I think a lot of people turned against DDG when they started pushing their AI generated results really hard. Seems like DDG is going all in on AI. I have started paying for Waterfox's search engine myself, after using DDG exclusively for years.

[–] catarina@lemmy.dbzer0.com 1 points 6 hours ago (1 children)

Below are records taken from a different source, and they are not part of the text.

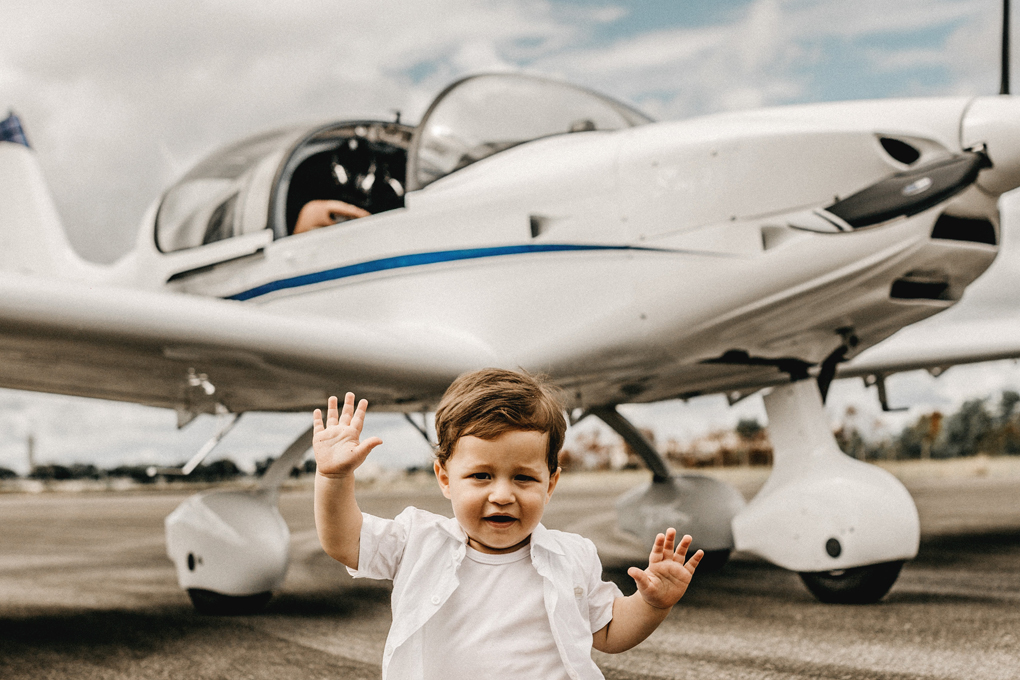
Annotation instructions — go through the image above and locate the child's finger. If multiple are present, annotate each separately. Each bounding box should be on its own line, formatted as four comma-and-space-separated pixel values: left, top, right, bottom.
340, 391, 354, 427
648, 533, 666, 565
673, 533, 693, 564
325, 397, 340, 427
662, 527, 676, 557
351, 399, 368, 432
354, 436, 383, 456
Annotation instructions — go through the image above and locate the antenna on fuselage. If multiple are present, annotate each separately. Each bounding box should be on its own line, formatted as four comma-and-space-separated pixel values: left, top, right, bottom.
999, 0, 1010, 95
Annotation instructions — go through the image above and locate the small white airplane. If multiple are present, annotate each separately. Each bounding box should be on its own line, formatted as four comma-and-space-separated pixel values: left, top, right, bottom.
0, 63, 1020, 611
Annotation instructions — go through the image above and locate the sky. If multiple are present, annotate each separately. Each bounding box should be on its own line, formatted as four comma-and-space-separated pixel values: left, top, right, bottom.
0, 0, 1020, 472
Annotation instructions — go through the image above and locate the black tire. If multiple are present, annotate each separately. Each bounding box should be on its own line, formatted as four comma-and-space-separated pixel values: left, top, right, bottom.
687, 547, 729, 573
188, 588, 272, 616
800, 560, 903, 605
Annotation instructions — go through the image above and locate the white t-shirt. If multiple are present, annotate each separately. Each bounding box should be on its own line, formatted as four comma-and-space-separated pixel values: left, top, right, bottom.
422, 545, 569, 680
348, 508, 622, 680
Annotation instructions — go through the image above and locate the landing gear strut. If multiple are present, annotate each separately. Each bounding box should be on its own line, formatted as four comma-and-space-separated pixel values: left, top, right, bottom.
591, 406, 745, 571
165, 428, 312, 615
733, 380, 920, 604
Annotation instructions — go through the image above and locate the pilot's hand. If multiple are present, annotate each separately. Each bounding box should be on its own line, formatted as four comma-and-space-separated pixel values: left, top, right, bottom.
312, 393, 383, 478
627, 528, 705, 610
294, 199, 371, 233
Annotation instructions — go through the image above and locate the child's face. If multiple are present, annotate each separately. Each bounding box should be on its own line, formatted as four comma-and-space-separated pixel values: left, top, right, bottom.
436, 430, 560, 553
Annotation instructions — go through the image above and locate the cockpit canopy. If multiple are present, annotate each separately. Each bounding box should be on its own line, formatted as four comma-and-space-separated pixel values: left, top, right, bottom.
155, 73, 651, 253
407, 73, 652, 191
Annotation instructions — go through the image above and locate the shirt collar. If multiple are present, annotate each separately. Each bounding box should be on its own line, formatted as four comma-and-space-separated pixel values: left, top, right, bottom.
440, 517, 467, 543
531, 522, 564, 555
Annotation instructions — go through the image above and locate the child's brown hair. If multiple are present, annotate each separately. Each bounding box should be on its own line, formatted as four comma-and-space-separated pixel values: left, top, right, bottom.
436, 368, 567, 474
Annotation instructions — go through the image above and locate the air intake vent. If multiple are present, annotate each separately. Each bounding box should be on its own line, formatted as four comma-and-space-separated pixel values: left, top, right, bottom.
878, 137, 921, 165
889, 278, 950, 300
931, 215, 996, 246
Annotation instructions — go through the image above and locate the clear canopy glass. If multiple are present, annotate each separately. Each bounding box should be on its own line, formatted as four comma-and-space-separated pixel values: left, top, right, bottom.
156, 130, 294, 253
407, 73, 651, 190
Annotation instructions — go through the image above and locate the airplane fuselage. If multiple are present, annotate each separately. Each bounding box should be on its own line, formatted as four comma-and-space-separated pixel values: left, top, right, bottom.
99, 93, 1017, 408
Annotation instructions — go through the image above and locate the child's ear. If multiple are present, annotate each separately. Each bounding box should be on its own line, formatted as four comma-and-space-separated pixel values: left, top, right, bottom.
546, 468, 563, 503
432, 461, 450, 499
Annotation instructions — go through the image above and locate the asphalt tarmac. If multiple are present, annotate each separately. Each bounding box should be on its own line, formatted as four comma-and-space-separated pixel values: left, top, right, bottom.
0, 466, 1020, 680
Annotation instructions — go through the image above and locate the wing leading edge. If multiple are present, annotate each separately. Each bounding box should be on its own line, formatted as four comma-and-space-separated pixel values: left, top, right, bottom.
0, 272, 499, 413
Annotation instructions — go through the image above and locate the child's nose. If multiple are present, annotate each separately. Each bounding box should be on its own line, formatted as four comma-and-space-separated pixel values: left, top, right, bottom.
489, 481, 514, 505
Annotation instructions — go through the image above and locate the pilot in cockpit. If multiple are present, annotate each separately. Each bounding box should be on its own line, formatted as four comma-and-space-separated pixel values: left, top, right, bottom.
288, 132, 407, 233
294, 199, 371, 233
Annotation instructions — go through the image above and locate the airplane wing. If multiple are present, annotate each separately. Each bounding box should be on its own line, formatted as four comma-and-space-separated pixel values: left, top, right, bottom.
0, 272, 498, 414
836, 310, 1020, 378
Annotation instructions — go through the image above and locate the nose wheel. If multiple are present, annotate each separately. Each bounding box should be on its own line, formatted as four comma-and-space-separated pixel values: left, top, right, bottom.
799, 560, 903, 605
188, 588, 272, 616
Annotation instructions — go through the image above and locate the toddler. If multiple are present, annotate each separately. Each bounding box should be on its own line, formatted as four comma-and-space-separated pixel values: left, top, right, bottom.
313, 369, 702, 680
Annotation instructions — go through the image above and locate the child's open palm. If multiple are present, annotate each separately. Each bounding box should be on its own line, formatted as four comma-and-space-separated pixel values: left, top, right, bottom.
627, 528, 705, 609
312, 393, 383, 477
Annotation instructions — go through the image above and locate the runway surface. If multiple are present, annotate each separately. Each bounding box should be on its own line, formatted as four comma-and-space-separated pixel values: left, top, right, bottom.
0, 468, 1020, 680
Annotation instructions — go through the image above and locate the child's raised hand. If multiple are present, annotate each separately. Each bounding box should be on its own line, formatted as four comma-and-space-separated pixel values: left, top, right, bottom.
312, 393, 383, 477
627, 528, 705, 610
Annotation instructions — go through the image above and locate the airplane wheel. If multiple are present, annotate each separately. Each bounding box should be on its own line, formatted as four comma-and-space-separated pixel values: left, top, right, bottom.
800, 560, 903, 605
687, 547, 729, 573
188, 588, 272, 616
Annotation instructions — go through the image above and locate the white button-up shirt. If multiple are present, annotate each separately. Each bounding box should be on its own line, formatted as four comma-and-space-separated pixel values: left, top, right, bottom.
348, 508, 622, 680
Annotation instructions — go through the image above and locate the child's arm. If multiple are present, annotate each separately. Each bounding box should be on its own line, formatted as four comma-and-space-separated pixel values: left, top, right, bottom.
312, 393, 383, 569
592, 529, 705, 653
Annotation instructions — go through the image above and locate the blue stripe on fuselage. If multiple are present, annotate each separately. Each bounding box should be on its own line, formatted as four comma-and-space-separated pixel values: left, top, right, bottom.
226, 244, 672, 300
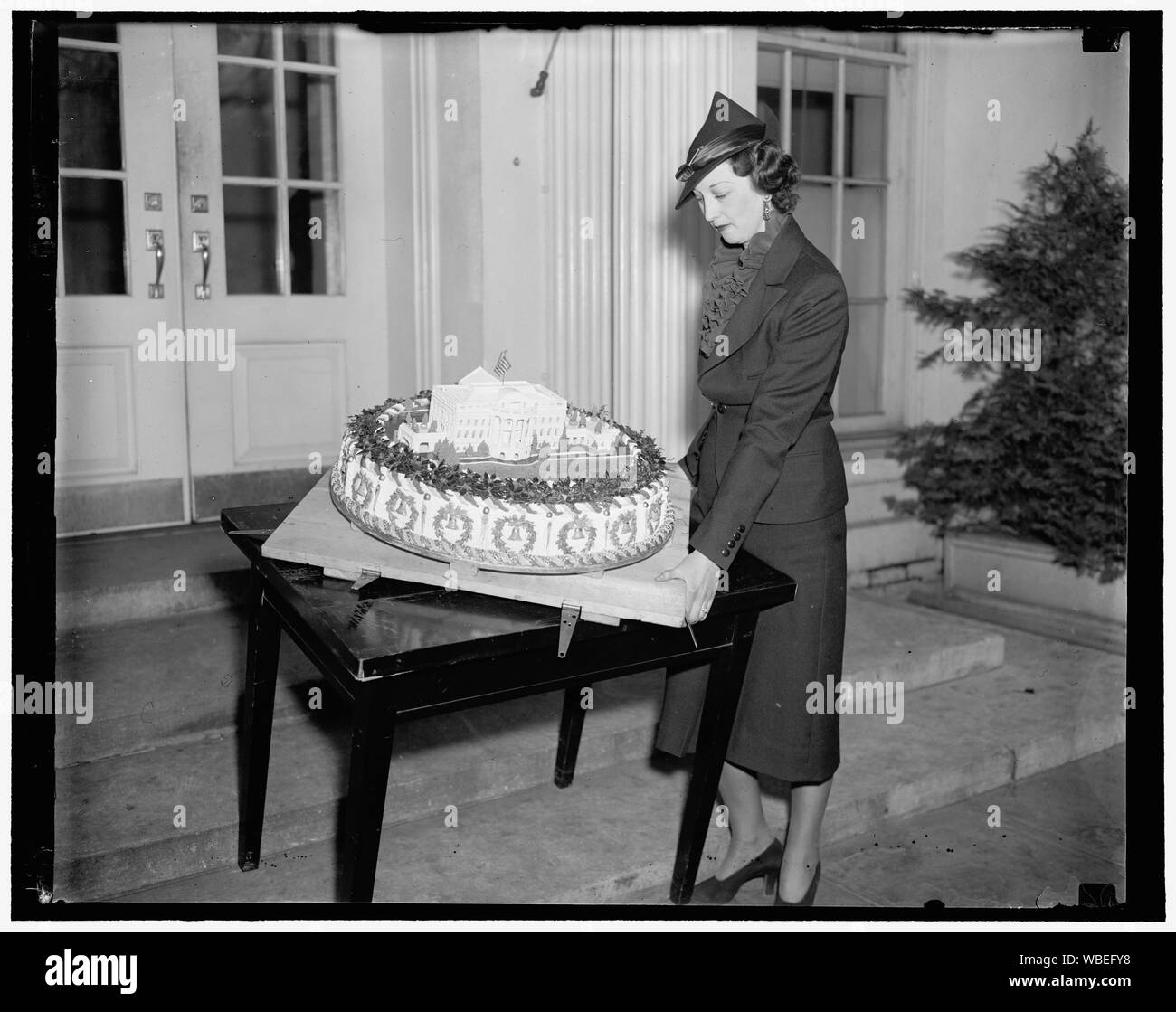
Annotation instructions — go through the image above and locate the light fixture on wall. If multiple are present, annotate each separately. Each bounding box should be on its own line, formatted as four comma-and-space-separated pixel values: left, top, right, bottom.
530, 28, 564, 99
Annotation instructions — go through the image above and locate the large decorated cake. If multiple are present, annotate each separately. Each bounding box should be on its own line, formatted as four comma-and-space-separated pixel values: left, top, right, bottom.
330, 369, 674, 573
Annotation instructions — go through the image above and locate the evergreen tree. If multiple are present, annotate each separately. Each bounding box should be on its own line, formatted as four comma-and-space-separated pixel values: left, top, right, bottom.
887, 123, 1128, 582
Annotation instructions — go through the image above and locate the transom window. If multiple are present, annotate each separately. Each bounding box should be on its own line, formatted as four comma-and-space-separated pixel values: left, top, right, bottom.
58, 20, 129, 295
216, 24, 344, 295
757, 35, 902, 417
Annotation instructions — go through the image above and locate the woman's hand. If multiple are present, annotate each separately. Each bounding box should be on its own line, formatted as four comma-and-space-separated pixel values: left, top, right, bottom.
654, 552, 722, 625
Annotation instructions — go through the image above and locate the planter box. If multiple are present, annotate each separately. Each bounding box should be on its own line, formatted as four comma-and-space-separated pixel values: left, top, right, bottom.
944, 534, 1126, 623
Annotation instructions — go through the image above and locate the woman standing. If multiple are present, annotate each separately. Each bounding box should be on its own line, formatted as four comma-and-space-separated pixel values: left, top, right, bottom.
658, 93, 849, 905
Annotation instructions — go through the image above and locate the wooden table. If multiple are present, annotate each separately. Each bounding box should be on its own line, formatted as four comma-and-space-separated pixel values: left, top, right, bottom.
221, 503, 796, 903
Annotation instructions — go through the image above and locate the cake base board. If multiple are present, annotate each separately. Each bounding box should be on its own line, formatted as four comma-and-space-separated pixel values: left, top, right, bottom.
261, 468, 690, 627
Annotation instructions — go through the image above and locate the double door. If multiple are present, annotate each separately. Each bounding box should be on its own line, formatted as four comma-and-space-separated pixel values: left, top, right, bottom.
55, 19, 389, 534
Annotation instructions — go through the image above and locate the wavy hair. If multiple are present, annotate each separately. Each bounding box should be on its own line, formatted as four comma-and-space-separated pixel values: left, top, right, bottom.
730, 140, 801, 214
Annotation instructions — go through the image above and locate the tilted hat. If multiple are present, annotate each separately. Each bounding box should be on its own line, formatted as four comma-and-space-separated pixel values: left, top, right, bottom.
674, 91, 768, 211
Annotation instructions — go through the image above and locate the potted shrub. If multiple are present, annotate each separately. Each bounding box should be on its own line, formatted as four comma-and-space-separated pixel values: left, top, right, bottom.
887, 125, 1132, 622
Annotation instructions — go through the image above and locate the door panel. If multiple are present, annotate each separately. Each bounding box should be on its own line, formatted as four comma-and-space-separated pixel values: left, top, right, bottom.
56, 21, 388, 533
173, 24, 387, 519
55, 23, 189, 533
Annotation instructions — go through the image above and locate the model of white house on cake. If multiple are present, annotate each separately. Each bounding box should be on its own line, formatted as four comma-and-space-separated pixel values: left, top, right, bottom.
389, 368, 640, 481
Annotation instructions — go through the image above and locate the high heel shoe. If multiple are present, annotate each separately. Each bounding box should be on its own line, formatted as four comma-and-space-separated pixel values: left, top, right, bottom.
690, 839, 784, 906
773, 862, 820, 906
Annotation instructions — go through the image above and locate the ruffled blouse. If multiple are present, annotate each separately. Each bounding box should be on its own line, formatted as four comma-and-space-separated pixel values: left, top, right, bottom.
698, 214, 783, 358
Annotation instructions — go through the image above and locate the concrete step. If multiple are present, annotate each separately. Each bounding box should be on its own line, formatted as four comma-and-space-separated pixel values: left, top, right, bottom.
906, 581, 1126, 657
55, 595, 1004, 766
58, 595, 1004, 898
56, 523, 250, 635
105, 634, 1125, 906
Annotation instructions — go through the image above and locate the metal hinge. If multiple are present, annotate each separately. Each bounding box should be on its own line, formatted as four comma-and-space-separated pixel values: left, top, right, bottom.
560, 604, 580, 657
352, 566, 381, 590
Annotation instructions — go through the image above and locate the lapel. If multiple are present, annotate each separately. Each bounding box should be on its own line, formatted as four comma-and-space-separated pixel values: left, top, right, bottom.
698, 214, 808, 376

They still offer an alternative on their noai subdomain

[–] tuckerm@feddit.online 1 points 1 hour ago

Oh nice, that's good to know about.

I also just remembered that there's html.duckduckgo.com as well, which also seems to leave out any AI features.

[–] wetnoodle@lemmy.blahaj.zone 28 points 1 day ago (5 children)

my favorite is "qr code" best and easiest qr code generator

[–] denhafiz_@lemmy.world 5 points 15 hours ago

I like this as most qr generator websites make a link shortener kind of thing and put ads before my content.

[–] ChaoticNeutralCzech@feddit.org 1 points 11 hours ago* (last edited 7 hours ago)

You can type "qr url" and have it done in one step. However, unlike your two-step process that most likely just fetches results for the common "qr code" query from cache, this loads their servers unnecessarily. The same can be achieved in Firefox by bookmarking "https://qr.15c.me/tiny-qr.html#%s" (or a local copy of tiny-qr.html) and settting its keyword (not to be confused with tags) to "qr".

load more comments (3 replies)
load more comments (2 replies)
[–] 13igTyme@piefed.social 50 points 1 day ago* (last edited 1 day ago) (17 children)

If you're going to auto generate passwords, just use BitWarden.

[–] Cethin@lemmy.zip 4 points 17 hours ago

I use KeePass. It's just a local file (which you can sync/host how you see fit if you need to). I don't understand why people choose to use password managers hosted by other people. You almost certainly don't need that, and it introduces issues and vulnerabilities with little upside.